Most recently, Apfel added illuminated manuscripts as her muse. This shift is a logical next step for someone with her attention to detail, steady hand, and propensity for complex, time-consuming techniques. Illuminated manuscripts are hand-written books of text and painted illustrations and flourishes that originated in the 13th century. Illustrations are highly detailed and colorful but small, requiring precision and care in their construction. Apfel is drawn to this, as well as their use of sacred geometry and miniaturization. Her Contemporary Illuminated Manuscripts once more allow us to experience something familiar in a completely different way. I was struck by the way they recall the logic of magazine layout design principles: text, images, and blank spaces are organized and delineated by boxes, columns, and panels. They are carefully arranged in ways that encourage a dynamic relationship to the viewer. “I think of these pictures as modern remakes of an ancient tradition,” Apfel says.

Apfel is an ideal artist to bring ancient creative practices into the present. Each tiny letter, number, and line is scrupulously studied and replicated with an exactitude reserved for an ancient scribe. But her paintings also invoke the power of communication across multiple measures: language, color, geometry, shape, composition, use of space, texture, scale, touch, memory, and presence. Apfel’s work imbues an almost meditative quality to reflect this, calling to mind On Kawara’s “Today” series (1966-2013), comprising nearly 3,000 paintings created over the course of nearly five decades with nothing more than the day’s date. Apfel’s work isn’t quite durational, but like Kawara, Apfel paints thoughtfully—using tape, rulers, and pens to perfect the font and composition, and mixing paint colors until they’re just right—and she’s fearless about the amount of time a work requires.

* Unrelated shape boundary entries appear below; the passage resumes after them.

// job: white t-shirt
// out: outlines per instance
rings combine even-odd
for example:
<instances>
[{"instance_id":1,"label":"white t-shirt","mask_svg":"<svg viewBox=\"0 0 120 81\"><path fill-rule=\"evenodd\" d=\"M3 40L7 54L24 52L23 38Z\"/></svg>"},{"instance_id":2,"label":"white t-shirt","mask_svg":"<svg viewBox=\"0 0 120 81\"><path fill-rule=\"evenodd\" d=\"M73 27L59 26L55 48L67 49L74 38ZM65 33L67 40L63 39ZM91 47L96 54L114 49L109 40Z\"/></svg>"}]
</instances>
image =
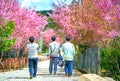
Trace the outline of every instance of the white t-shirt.
<instances>
[{"instance_id":1,"label":"white t-shirt","mask_svg":"<svg viewBox=\"0 0 120 81\"><path fill-rule=\"evenodd\" d=\"M37 58L38 54L37 54L37 48L38 48L38 44L37 43L30 43L27 44L27 48L28 48L28 58Z\"/></svg>"}]
</instances>

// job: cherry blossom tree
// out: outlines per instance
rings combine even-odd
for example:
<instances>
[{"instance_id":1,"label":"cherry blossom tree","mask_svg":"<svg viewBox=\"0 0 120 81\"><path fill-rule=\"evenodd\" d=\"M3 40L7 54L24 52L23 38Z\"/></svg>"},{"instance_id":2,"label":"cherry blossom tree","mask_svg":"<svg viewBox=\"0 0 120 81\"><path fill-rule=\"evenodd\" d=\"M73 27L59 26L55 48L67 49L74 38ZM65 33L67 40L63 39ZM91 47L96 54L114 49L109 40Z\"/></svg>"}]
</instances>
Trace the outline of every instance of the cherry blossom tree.
<instances>
[{"instance_id":1,"label":"cherry blossom tree","mask_svg":"<svg viewBox=\"0 0 120 81\"><path fill-rule=\"evenodd\" d=\"M119 35L119 7L110 0L83 0L56 7L50 16L77 45L99 46Z\"/></svg>"},{"instance_id":2,"label":"cherry blossom tree","mask_svg":"<svg viewBox=\"0 0 120 81\"><path fill-rule=\"evenodd\" d=\"M1 0L0 17L6 21L13 20L15 29L13 32L16 38L15 47L23 47L29 36L40 38L40 32L47 24L46 17L36 14L34 10L21 8L16 0Z\"/></svg>"}]
</instances>

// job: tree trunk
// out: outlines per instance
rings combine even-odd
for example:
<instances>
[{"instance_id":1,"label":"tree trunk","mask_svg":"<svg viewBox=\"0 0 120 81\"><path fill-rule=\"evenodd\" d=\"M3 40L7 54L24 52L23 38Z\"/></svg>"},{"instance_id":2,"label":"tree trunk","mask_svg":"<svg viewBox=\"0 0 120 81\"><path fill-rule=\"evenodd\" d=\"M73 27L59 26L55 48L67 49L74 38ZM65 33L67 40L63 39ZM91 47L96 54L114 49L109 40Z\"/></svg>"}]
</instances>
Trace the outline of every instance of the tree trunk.
<instances>
[{"instance_id":1,"label":"tree trunk","mask_svg":"<svg viewBox=\"0 0 120 81\"><path fill-rule=\"evenodd\" d=\"M2 63L2 58L3 58L3 51L0 58L0 65L2 66L2 71L4 72L4 64Z\"/></svg>"},{"instance_id":2,"label":"tree trunk","mask_svg":"<svg viewBox=\"0 0 120 81\"><path fill-rule=\"evenodd\" d=\"M78 55L77 62L77 69L81 68L90 73L100 74L99 48L87 48L84 54Z\"/></svg>"}]
</instances>

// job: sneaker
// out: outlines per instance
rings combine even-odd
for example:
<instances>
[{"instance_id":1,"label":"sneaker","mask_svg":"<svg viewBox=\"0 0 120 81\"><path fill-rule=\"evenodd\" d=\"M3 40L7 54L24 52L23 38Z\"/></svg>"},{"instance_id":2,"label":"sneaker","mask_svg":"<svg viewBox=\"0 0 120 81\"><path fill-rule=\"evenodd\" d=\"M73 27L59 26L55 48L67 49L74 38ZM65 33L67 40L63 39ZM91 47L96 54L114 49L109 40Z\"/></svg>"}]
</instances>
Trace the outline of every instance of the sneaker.
<instances>
[{"instance_id":1,"label":"sneaker","mask_svg":"<svg viewBox=\"0 0 120 81\"><path fill-rule=\"evenodd\" d=\"M33 76L30 76L30 79L32 79L33 78Z\"/></svg>"}]
</instances>

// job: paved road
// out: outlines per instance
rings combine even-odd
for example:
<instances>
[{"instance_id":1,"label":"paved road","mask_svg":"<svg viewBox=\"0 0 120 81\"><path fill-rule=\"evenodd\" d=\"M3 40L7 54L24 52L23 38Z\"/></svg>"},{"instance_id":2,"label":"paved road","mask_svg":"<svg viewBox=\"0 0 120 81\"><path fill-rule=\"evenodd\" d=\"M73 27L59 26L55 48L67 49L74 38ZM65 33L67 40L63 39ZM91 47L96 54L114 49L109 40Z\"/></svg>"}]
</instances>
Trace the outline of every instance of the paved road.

Everything seems to come together in the conversation piece of this exhibition: 64 Squares, a large-scale homage to Ellsworth Kelly’s Colors for a Large Wall (1951). In this painting of paintings, Apfel brings her signature square picture style into Kelly’s massive grid. Where Kelly used randomness in his arrangement, Apfel opted for balance as her guide, keeping some of Kelly’s color choices intact and selectively adding imagery throughout. As with Apfel’s other works, this painting allows us to understand her subject better through her ability to communicate something new about it. It shows how the two artists are joined by their shared love of shape and color. Up until his death in 2015, Kelly was an integral part of the Columbia County community where Apfel lives. The decision to honor Kelly is as personal and communicative as the memorabilia she recreates in her paintings. In finding artistic inspiration in his work, something new was revealed for Apfel as well: “The truth is, I love to work small and intimate, and so it was a way to work small and intimate and large at the same time,” she says. “It was a way to be bold in an understated way.”
Fern T. Apfel’s “Abide with Me” is on view at The Arts Center of the Capital Region in Troy through February 25. An in-person artist talk is scheduled for February 9 and a master class with the artist will be held on February 16.
Natasha Chuk is an independent arts writer, curator, and scholar.